政策

社説 量から質へと言われて半世紀 〝新・住宅双六〟の構築を

 1973年には全都道府県で住宅ストック数が世帯数を上回り、住宅政策の目標は「量から質へ」と変わった。それから半世紀。今、住宅市場はどう進化しただろうか。耐震・耐久・省エネ性能は各段に向上し、IoTによるスマート化も目覚ましい。流通市場でも「長期優良住宅」「安心R住宅」など流通促進に向けた環境整備が進む。しかし、何かが欠けている。

 今、フローの結果であるストック市場最大の課題が空き家問題だ。空き家増加の本質的要因は何か。それは核家族社会を背景に家が「一世代限り」のハコになり下がっているからである。

 今、数十年前に供給されたマンションは〝2つの老い〟問題に悩まされている。いつまでも住民の合意が得られなければスラム化の道をたどるしかない。出口戦略を欠いた区分所有法のほころびが築年と共に露呈しているからである。その上に同法が当初想定していたよりもマンションの巨大化・超高層化が進んだことが問題を一段と難しくしている。

 今、自宅のリースバックが思いのほか高齢者世帯からの需要を集めているのはなぜか。それは苦労して持ち家を取得したとしても、誰にでも老後の安寧が約束されていたわけではなかったという当たり前の結果が出現しているからに過ぎない。

 賃貸住宅に目を転じても民営借家の平均床面積は45m2と狭く、なんとこの30年間変わっていない。欧米では狭いほうの英国でも65m2だ。つまり子育て世帯にとって日本の賃貸住宅は持ち家への憧憬を強める〝仮住まい〟的存在でしかないのだ。 

 このように見てくると、日本の住宅環境は国民を幸せにする十分な要件を備えているとは言い難い。そこには「量から質へ」と言われながらも、住宅の質をハード面から捉えることしかしてこなかった過ちがある。
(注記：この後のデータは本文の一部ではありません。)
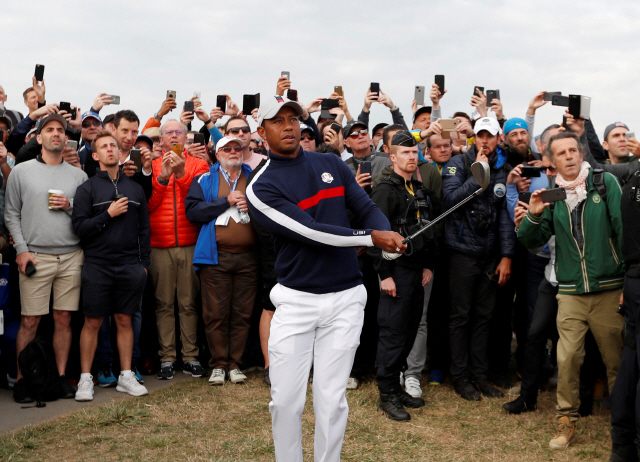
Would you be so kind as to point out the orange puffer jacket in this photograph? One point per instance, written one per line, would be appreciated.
(169, 224)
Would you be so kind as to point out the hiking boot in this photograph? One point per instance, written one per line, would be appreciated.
(391, 405)
(166, 371)
(236, 376)
(67, 390)
(21, 393)
(194, 369)
(624, 453)
(409, 401)
(566, 434)
(127, 383)
(467, 391)
(485, 387)
(265, 377)
(217, 377)
(352, 383)
(106, 378)
(520, 404)
(85, 390)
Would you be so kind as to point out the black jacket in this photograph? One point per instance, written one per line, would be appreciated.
(125, 239)
(482, 227)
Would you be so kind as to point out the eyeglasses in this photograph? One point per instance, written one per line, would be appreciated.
(228, 149)
(357, 133)
(237, 130)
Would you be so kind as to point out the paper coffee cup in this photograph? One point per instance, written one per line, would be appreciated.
(51, 193)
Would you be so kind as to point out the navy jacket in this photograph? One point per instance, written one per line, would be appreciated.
(125, 239)
(462, 227)
(304, 202)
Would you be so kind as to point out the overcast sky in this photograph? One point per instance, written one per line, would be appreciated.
(139, 50)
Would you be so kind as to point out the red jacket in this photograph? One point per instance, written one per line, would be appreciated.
(169, 224)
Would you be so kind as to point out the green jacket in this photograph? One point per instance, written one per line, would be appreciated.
(599, 266)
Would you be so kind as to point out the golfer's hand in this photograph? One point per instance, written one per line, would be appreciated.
(389, 241)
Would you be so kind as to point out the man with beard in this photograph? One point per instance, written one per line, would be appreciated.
(225, 257)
 人間はハードの豊かさで幸せになるわけではない。幸福とは心が満たされることだから、住み手を幸福にするための要件を住まいが備えるためにはそもそも「幸福とは何か」を究める必要がある。

 例えば、自宅のリースバックに対する需要が増えている理由を別の角度から見れば、高齢者の多くが〝我が家に住む〟幸せは、それが持ち家か賃貸かということとは無縁であることに気付いた証左かもしれない。つまり、住まいとは所有か賃貸かを超えたところにその本質がある。土地神話が崩壊し、住宅取得は資産形成ではなく、賃貸も含めそこに住むことで得る心の充足でなければならない。そこで暮らす楽しさ(幸福の総和)を競う〝新・住宅双六〟の構築が求められている。業界は住宅のハードの質を高めていくだけの製造業にとどまっていてはならない。生活の中心・基盤である住宅を介して、人間の幸福について考える高次のソフト産業へ脱却すべきである。